Prospective clients often ask what’s the difference between a Solicitor and a Licensed Conveyancer?
In NSW conveyancing was traditionally undertaken by Solicitors and the cost of such work was charged according to a pre-determined scale based on a percentage of the value of the property. In 1992 legislation was passed which enabled conveyancing work to be also undertaken by Licensed Conveyancers. The introduction of Licensed Conveyancers has seen that the cost of conveyancing services reduce significantly.
Licensed Conveyancers and Solicitors must hold Professional Indemnity Insurance and comply with a Professional Code of Conduct. Licensed Conveyancers are required to belong to an Industry body known as the Institute of Conveyancers (www.aicnsw.com.au) and Solicitors belong to an Industry body known as the Law Society of New South Wales (www.lawsociety.com.au).
Below are a few points of difference:-
• Only specialise in ‘real property’ related law known as conveyancing.
• Must have completed a minimum 2 years study at tertiary level on ‘real property’ law.
• Must have at least 2 years supervised practical experience in conveyancing before they can apply for a conveyancing licence.

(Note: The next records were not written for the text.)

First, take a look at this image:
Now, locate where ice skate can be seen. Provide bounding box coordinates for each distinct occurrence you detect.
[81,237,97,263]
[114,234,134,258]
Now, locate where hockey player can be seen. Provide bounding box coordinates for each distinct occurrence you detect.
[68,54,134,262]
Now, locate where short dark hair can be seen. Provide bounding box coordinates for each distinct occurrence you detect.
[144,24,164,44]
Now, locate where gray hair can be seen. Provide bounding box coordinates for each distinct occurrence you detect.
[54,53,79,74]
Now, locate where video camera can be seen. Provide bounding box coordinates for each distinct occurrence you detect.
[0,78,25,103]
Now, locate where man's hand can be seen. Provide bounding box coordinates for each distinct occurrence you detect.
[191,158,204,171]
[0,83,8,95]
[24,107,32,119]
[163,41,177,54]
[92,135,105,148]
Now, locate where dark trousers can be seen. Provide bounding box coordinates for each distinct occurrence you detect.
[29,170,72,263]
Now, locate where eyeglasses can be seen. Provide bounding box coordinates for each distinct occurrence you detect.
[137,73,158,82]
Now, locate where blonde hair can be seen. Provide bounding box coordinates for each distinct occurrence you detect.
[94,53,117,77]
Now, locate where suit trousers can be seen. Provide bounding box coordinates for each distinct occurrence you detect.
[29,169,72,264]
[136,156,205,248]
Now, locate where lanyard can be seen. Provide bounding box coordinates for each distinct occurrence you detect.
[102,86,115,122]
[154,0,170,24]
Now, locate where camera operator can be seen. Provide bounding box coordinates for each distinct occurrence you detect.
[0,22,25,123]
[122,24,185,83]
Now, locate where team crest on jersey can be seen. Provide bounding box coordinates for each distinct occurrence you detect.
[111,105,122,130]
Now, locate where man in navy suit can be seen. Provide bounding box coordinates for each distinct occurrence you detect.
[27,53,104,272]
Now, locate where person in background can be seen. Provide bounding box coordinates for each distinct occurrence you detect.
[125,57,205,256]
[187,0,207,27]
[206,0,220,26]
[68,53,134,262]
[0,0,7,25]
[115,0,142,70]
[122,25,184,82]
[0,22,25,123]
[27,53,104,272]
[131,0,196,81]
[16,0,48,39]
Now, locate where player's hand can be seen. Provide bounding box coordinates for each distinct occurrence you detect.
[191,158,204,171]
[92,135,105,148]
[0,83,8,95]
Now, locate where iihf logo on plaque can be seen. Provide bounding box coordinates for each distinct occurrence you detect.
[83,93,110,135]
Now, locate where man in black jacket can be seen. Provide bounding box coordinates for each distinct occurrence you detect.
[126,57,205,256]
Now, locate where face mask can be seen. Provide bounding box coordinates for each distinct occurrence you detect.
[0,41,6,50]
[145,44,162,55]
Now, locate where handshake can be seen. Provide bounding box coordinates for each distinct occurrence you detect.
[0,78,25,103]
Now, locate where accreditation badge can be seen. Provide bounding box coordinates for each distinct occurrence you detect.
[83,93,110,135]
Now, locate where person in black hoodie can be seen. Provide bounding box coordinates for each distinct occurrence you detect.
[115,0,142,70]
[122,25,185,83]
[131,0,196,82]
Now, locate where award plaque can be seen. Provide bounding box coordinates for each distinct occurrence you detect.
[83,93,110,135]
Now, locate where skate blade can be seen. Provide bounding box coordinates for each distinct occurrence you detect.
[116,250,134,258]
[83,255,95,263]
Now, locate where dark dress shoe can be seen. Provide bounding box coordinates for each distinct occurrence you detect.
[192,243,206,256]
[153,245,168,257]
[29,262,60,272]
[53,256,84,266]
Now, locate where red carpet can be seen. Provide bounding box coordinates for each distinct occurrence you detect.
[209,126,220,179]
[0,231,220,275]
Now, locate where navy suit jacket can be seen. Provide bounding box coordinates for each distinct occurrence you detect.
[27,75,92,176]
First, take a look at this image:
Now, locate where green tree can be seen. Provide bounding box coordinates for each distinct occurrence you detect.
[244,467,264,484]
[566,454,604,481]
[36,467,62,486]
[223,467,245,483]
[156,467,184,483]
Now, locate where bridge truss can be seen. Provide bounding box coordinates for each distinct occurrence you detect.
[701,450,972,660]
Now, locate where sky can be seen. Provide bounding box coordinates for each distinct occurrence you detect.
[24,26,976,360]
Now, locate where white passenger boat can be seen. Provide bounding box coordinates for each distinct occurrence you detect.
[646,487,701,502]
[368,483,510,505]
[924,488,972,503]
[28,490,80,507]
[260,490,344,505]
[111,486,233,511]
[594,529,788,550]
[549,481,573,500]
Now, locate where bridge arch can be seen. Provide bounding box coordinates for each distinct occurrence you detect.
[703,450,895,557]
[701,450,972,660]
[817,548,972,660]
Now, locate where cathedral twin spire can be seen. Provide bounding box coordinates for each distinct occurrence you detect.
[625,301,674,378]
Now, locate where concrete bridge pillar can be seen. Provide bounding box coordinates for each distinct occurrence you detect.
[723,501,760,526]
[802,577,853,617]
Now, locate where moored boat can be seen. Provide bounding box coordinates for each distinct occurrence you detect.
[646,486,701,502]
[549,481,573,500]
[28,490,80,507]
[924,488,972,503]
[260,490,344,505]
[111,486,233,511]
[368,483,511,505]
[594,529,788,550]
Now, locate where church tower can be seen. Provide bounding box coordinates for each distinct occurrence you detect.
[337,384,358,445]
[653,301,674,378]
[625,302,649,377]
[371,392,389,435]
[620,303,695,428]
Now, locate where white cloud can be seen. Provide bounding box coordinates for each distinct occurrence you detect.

Conveyancing licences are issued and administered by the NSW Office of Fair Trading.
• In NSW a Licensed Conveyancer is just as qualified as a Solicitor to undertake the legal work involved in a conveyancing transaction.
• The majority of Licensed Conveyancers are self-employed and run their own business. This means that you are likely to be dealing with the Principal of the conveyancing business. A Licensed Conveyancer can also work in a legal office.
• Often based in the Suburbs and there is likely to be a Licensed Conveyancer in your local area. Some Licensed Conveyancers offer flexible appointment times or a mobile service.
• The cost of services offered by a Licenced Conveyancer are generally ‘fixed fee’ and considered cheaper than that offered by a Solicitor.
• If a transaction becomes litigious or is beyond the scope of what is considered conveyancing work under the Conveyancers Licensing Act 2003 then a Licensed Conveyancer must refer the transaction to a Solicitor for assistance.
• Solicitors can practice in many areas of law including conveyancing and can be involved in transactions which require their attendance at Court.
• A Solicitor undertakes 6 months study in relation to ‘real property’ law during their law degree and ‘conveyancing’ is an optional elective. No practical training in conveyancing is required once a Solicitor is admitted to practice law.
• Solicitors often call themselves Conveyancers.
• Solicitors often have the assistance of a law clerk, secretary or Licensed Conveyancer to complete the conveyancing transaction on their behalf.
• Can often to be located in the City CBD or other major business districts rather than suburbs and don’t tend to offer flexible appointment times or a mobile service.
• A Solicitor may charge you by the hour rather than a fixed professional fee.
• If the transaction becomes litigious then a Solicitor may have the expertise to handle the conveyancing transaction without the need to refer it to other legal practitioner.
In summary, more people are now using the services of a Licensed Conveyancer than a Solicitor as they tend to be more price competitive and easily contactable.